When one adds a time, like {loSmaH ben} "40
> years ago", it says *when* the {jIboghpu'} happened.
This keeps getting stated quite confidently by list members, but it has no
basis in the Klingon language.
> {jIbogh}
> "I'm born"
> ("I'm being born")
Wrong.
jIbogh
I am born.
I was born.
I will be born.
It's not just one of these. Which of these it is is unstated.
> {jIboghpu'}
> "I have been born"
> ("the action of being born is completed")
Or "I will have been born" or "I had been born." The sentence doesn't say;
it could be any of these.
> {loSmaH ben jIboghpu'.}
> "I was born 40 years ago"
> ("it was 40 years ago that I have been born")
It means "40 years ago I had been born." The /loSmaH ben/ provides tense
for the English translation.
I see no reason why people should have seen Okrand's sentence and concluded
that the /-pu'/ was specially required. In English I would say "I was born
29 years ago," but it's only an approximation. In Klingon I can say
/cha'maH Hut ben jIbogh/ and it's EXACTLY the same sentence.
Don't bother to drag out the "Klingons may be inaccurate, but they are never
approximate" line. /cha'maH Hut ben jIboghpu'/ doesn't make the sentence
one whit more precise (maybe a little less literally erroneous, but not any
more precise). /wa'Hu' jIboghpu'/ is, in this literal-minded
interpretation, just as useful a sentence, but it's not practical at all.

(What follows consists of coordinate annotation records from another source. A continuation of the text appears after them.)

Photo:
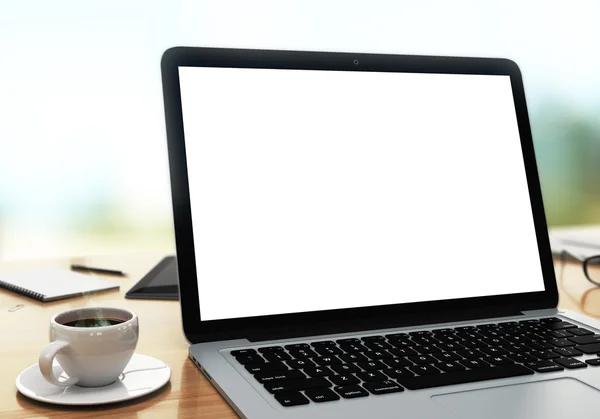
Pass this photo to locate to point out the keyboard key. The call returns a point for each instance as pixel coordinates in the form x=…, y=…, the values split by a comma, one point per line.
x=519, y=340
x=397, y=362
x=564, y=333
x=303, y=353
x=345, y=368
x=327, y=360
x=494, y=351
x=488, y=326
x=383, y=387
x=277, y=356
x=315, y=372
x=377, y=345
x=270, y=349
x=449, y=338
x=349, y=340
x=449, y=346
x=470, y=353
x=296, y=385
x=323, y=343
x=422, y=359
x=559, y=325
x=443, y=331
x=328, y=350
x=297, y=364
x=342, y=380
x=399, y=352
x=465, y=328
x=472, y=344
x=424, y=369
x=521, y=358
x=561, y=343
x=267, y=377
x=492, y=333
x=498, y=360
x=297, y=346
x=508, y=324
x=353, y=348
x=238, y=352
x=401, y=343
x=424, y=340
x=421, y=333
x=427, y=349
x=579, y=332
x=517, y=348
x=544, y=366
x=249, y=359
x=378, y=354
x=320, y=395
x=550, y=320
x=450, y=366
x=530, y=321
x=373, y=338
x=266, y=367
x=545, y=354
x=474, y=363
x=447, y=356
x=593, y=348
x=371, y=376
x=398, y=372
x=351, y=391
x=461, y=377
x=539, y=346
x=291, y=399
x=395, y=336
x=570, y=363
x=470, y=335
x=567, y=352
x=584, y=340
x=371, y=365
x=353, y=357
x=495, y=341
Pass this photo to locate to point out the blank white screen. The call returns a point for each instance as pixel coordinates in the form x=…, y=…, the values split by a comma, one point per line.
x=315, y=190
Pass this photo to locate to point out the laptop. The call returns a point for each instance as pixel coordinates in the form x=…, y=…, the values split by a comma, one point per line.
x=341, y=228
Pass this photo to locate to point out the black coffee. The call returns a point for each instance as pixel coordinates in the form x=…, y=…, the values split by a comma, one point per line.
x=95, y=322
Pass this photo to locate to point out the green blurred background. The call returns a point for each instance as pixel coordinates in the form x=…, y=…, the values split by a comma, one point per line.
x=83, y=166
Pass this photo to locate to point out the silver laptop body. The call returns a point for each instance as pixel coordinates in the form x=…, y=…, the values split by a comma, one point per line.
x=342, y=224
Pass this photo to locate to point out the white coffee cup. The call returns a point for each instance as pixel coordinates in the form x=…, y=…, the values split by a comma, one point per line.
x=90, y=356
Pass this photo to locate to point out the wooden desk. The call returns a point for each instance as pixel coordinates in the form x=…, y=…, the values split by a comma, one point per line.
x=189, y=395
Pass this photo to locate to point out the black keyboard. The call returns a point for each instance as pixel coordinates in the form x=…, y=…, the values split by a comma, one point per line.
x=349, y=368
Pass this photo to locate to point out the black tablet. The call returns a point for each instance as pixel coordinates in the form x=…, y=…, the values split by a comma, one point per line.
x=159, y=284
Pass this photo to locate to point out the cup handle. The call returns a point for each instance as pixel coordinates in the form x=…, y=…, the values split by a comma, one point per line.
x=45, y=363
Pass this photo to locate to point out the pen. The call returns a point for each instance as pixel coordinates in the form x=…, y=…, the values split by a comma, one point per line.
x=83, y=268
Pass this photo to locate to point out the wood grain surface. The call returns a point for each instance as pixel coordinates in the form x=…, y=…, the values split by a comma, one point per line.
x=24, y=332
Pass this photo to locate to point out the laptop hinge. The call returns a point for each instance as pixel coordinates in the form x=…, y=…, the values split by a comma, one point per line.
x=355, y=325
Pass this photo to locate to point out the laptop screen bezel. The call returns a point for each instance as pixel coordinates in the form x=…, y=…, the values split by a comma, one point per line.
x=324, y=321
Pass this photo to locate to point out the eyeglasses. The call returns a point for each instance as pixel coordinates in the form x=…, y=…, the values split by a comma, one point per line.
x=590, y=265
x=591, y=269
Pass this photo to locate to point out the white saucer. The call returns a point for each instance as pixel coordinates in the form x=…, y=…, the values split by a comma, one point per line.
x=141, y=376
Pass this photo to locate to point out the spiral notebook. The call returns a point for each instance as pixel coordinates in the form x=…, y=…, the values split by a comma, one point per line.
x=53, y=284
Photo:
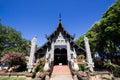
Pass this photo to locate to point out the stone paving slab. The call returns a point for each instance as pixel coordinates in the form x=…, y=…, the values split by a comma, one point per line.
x=61, y=77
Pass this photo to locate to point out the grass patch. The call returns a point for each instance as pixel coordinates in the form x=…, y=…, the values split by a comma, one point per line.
x=12, y=78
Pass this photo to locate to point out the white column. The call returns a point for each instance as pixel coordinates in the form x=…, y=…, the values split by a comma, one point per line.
x=89, y=58
x=52, y=51
x=68, y=51
x=31, y=58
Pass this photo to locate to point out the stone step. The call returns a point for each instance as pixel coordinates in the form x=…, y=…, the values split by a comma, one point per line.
x=61, y=69
x=61, y=77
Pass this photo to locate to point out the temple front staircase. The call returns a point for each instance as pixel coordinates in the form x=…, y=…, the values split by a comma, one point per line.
x=61, y=72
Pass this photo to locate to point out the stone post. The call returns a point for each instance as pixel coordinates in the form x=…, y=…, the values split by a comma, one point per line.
x=32, y=51
x=89, y=58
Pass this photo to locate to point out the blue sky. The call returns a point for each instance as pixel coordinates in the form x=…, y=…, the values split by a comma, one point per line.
x=40, y=17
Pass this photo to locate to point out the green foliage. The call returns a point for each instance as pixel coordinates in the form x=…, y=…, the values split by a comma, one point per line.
x=104, y=35
x=12, y=41
x=81, y=67
x=16, y=61
x=115, y=69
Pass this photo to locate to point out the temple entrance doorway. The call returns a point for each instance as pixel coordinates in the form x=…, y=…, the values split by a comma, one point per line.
x=60, y=56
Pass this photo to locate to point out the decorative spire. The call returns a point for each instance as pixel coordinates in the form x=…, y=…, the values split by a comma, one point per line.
x=59, y=17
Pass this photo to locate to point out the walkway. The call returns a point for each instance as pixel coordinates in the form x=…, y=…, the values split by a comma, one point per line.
x=61, y=72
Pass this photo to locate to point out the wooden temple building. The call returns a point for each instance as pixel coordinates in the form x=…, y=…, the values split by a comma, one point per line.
x=59, y=48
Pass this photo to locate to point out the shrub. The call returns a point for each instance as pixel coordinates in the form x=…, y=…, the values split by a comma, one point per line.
x=17, y=61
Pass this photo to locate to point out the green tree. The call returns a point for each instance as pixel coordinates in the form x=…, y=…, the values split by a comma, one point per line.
x=104, y=35
x=12, y=41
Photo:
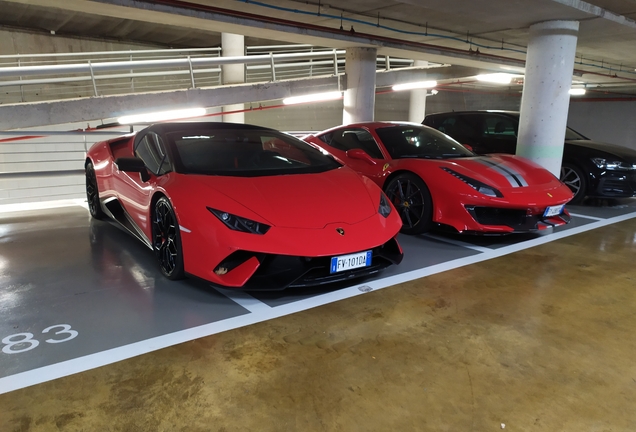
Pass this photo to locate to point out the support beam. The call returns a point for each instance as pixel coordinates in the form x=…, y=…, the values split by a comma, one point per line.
x=359, y=98
x=417, y=100
x=545, y=99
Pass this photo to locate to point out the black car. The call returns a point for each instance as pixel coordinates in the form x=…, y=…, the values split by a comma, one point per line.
x=589, y=168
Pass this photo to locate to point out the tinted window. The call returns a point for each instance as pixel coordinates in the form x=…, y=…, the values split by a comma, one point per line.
x=240, y=152
x=572, y=134
x=462, y=126
x=420, y=142
x=153, y=152
x=349, y=139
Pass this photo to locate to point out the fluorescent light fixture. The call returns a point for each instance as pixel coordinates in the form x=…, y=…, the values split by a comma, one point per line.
x=415, y=85
x=162, y=116
x=316, y=97
x=497, y=78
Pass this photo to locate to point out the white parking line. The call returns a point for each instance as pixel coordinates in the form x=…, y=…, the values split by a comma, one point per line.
x=586, y=216
x=244, y=300
x=263, y=312
x=458, y=243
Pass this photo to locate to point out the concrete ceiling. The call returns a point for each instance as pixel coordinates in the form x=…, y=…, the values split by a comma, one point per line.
x=485, y=34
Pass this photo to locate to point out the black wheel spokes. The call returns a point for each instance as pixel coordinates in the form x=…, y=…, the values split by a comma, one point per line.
x=91, y=191
x=165, y=238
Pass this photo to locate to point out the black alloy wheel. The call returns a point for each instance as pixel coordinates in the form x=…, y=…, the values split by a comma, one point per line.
x=166, y=240
x=412, y=200
x=574, y=178
x=92, y=193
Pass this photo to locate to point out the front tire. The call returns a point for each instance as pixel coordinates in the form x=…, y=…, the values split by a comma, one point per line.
x=412, y=200
x=166, y=240
x=574, y=178
x=92, y=193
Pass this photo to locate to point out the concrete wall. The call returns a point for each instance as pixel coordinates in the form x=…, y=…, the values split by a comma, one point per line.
x=613, y=122
x=13, y=42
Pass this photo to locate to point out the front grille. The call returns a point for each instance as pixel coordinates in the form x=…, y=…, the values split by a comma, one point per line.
x=278, y=272
x=497, y=216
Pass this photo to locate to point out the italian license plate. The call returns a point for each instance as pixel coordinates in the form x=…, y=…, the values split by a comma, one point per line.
x=351, y=261
x=553, y=210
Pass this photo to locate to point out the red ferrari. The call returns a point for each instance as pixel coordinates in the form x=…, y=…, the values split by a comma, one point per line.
x=242, y=206
x=432, y=179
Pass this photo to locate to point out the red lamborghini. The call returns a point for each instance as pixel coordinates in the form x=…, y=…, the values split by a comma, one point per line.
x=432, y=179
x=242, y=206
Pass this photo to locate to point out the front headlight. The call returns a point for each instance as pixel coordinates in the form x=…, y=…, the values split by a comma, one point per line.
x=613, y=165
x=238, y=223
x=475, y=184
x=385, y=206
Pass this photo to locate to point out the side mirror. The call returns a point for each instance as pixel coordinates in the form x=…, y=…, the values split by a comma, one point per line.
x=133, y=165
x=361, y=155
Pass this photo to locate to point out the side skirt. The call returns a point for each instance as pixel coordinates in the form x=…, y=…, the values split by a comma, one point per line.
x=113, y=208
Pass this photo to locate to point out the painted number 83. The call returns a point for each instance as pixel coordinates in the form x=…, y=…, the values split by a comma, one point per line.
x=22, y=342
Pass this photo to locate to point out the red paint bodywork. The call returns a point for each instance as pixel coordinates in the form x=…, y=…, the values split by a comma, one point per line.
x=451, y=195
x=303, y=211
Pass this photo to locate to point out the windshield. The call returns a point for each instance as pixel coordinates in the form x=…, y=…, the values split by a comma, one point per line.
x=245, y=152
x=572, y=134
x=420, y=142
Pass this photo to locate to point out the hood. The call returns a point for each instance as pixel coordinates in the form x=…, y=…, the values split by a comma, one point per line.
x=626, y=153
x=298, y=200
x=503, y=171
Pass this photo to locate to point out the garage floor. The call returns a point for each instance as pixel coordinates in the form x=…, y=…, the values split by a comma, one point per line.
x=530, y=332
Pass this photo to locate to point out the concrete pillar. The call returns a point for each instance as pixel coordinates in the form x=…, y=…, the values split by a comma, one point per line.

And I don't find Okrand's sentence to be completely wrong, either. /-pu'/
indicates a completed action, NOT necessarily one that occurred prior to the
time context, though that is usually the case.
To sum up: Okrand's use of /-pu'/ is not the ultimate truth about telling
your age. In fact, it's probably not even right. He goofed again.